Let A be a 3*3 matrix. It is very hard to calculate its determinant (it is not decidable). I know that its determinant is zero infinitely many times in a discrete manner (it is zero in an infinite discrete set of points). I want to find a dynamical system depending on A (this system can linear or nonlinear, discrete mapping or continuous time system) such that some properties of this system leading to the fact that the determinant is zero infinitely many times. I try all statements equivalent to the determinant but without any sucess. I want to see a dynamical property that forces the determinant to be zero.
Zero determinant means that zero eigenvalue of the matrix exists. Hence, it is more convenient to use the basis from eigenvectors/ It is natural and conventional. Did you use this representation of the matrix?
Yes, I have used all known statements equivalent to zero determinant.
If the system represented by A can be a closed loop system, then, you can design a control law such that detA=0. For instance if dx/dt = Fx+Bu represents a linear system and a static state feedback u=-Kx is used, hence, the objective is to design K such that det(F-BK)=0 that allows many possibilities.
Hello,
Let us assume that the matrix is NxN, where N is any integer number, e.g.
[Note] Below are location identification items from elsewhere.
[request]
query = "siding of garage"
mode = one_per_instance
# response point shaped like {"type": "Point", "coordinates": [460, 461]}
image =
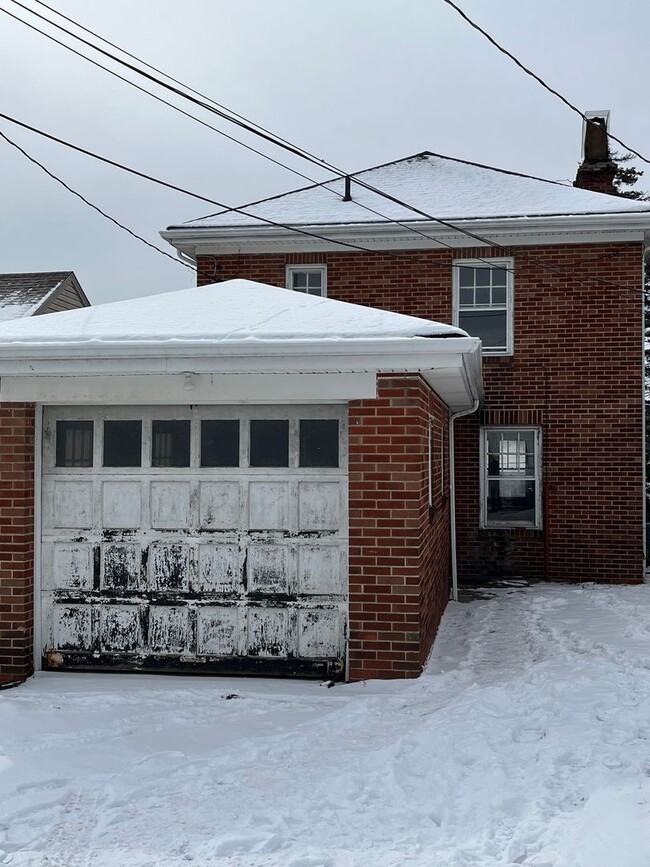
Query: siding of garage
{"type": "Point", "coordinates": [16, 541]}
N=3. If the determinant of this matrix will be equal to zero, then, at least one of the eigenvalues (of this matrix, of course) will be equal to zero. Now you can think about an ODE system with such a matrix.
Dear questioner, you are a student, aren’t you? However, I’m not your teacher, unfortunately.
Let me ask you one question for your pleasure, hopefully. Let a real (scalar) function F(x) be continuous at all points x>0 and the derivative over the coordinate x exists and is zero almost everywhere (e.g., at all irrational points). Moreover, the function is strictly monotone decreasing. How it could be? It should be interesting for you to find a few examples of using such functions in physics, dynamical systems, etc. By the way, the answer could be useful for you with your problem.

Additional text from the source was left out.